The detective sergeant has served more than 25 years in law enforcement with three police departments in Pennsylvania. Currently, he is a hostage negotiator and supervises the department’s Special Victims Unit.
Knowles—Doyle Post 317 in Bensalem nominated Aninsman for the award. The post adjutant, Robert Craven, wrote in his nominating letter that the law enforcement officer has shown “continued interest in mental-health awareness and training, specifically regarding the Veteran community. (He) began in earnest, concentrating on the plight of Veterans who come into contact with law enforcement officials for any number of reasons on a professional basis.”

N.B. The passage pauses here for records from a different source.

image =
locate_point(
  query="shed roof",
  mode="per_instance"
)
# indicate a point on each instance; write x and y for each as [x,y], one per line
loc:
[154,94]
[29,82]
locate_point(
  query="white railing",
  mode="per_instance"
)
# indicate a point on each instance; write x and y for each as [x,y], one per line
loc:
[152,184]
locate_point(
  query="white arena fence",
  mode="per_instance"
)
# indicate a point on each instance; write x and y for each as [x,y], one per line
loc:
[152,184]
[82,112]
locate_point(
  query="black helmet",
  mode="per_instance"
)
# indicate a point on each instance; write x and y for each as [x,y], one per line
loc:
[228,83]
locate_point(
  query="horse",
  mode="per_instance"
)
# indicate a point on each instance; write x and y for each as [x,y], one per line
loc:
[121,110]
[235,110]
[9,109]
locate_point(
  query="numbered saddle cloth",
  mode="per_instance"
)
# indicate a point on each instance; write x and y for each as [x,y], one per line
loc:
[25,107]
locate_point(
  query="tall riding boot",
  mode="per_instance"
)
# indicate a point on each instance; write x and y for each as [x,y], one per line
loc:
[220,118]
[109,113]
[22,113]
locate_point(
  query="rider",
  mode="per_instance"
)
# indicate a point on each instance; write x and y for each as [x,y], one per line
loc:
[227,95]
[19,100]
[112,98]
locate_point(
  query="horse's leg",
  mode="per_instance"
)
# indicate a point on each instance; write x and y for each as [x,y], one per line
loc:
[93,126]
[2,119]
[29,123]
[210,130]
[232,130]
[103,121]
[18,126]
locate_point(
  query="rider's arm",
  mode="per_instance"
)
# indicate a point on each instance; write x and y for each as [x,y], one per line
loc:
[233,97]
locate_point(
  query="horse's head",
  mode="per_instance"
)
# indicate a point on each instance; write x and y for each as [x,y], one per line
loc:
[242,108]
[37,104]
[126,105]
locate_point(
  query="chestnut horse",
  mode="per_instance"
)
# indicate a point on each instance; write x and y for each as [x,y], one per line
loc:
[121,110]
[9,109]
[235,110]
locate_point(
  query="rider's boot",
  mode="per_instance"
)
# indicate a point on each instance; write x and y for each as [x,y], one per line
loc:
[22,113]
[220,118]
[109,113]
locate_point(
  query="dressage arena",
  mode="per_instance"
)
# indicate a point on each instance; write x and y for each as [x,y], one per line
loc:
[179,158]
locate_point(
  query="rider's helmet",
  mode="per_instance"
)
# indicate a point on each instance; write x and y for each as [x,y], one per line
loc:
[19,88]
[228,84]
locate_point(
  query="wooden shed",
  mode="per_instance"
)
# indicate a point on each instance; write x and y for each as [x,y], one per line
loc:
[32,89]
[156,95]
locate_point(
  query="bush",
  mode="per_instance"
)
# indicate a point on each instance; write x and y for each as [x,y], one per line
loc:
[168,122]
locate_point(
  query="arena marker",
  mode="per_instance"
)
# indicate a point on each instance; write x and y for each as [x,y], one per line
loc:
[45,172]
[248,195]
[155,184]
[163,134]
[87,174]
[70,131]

Since 2009, Aninsman has helped lead the development and implementation of Bucks County crisis intervention training and has been invited to speak at several conferences across the state about post-traumatic stress disorder (PTSD) and associated crisis intervention training (CIT) involving veterans.
“On multiple occasions last year,” Craven wrote in his letter, “the Bensalem CIT was called upon to ‘talk down’ armed individuals who were intent upon committing suicide…. The Team, under Sgt. Aninsman’s leadership, has been completely successful in these high-intensity cases.”
Aninsman is also co-chair of the Bucks County CIT and oversees the handling of all mental-health calls to the police department (more than 500 such calls in 2013). “Many of those calls involved responding to the needs and fears of persons dealing with a Veteran suffering with some form of PTSD,” Craven wrote.
The police department’s website, Facebook and Twitter accounts, and its anonymous “Tip Line” have all been developed by Aninsman. He has assisted with fundraisers for children in need, and for families of fallen heroes.
Aninsman visits local schools and organizations and provides instruction concerning cyber-bullying and the social media. He also implemented the Drug Abuse Resistance Education (DARE) program in the Bristol Borough School District.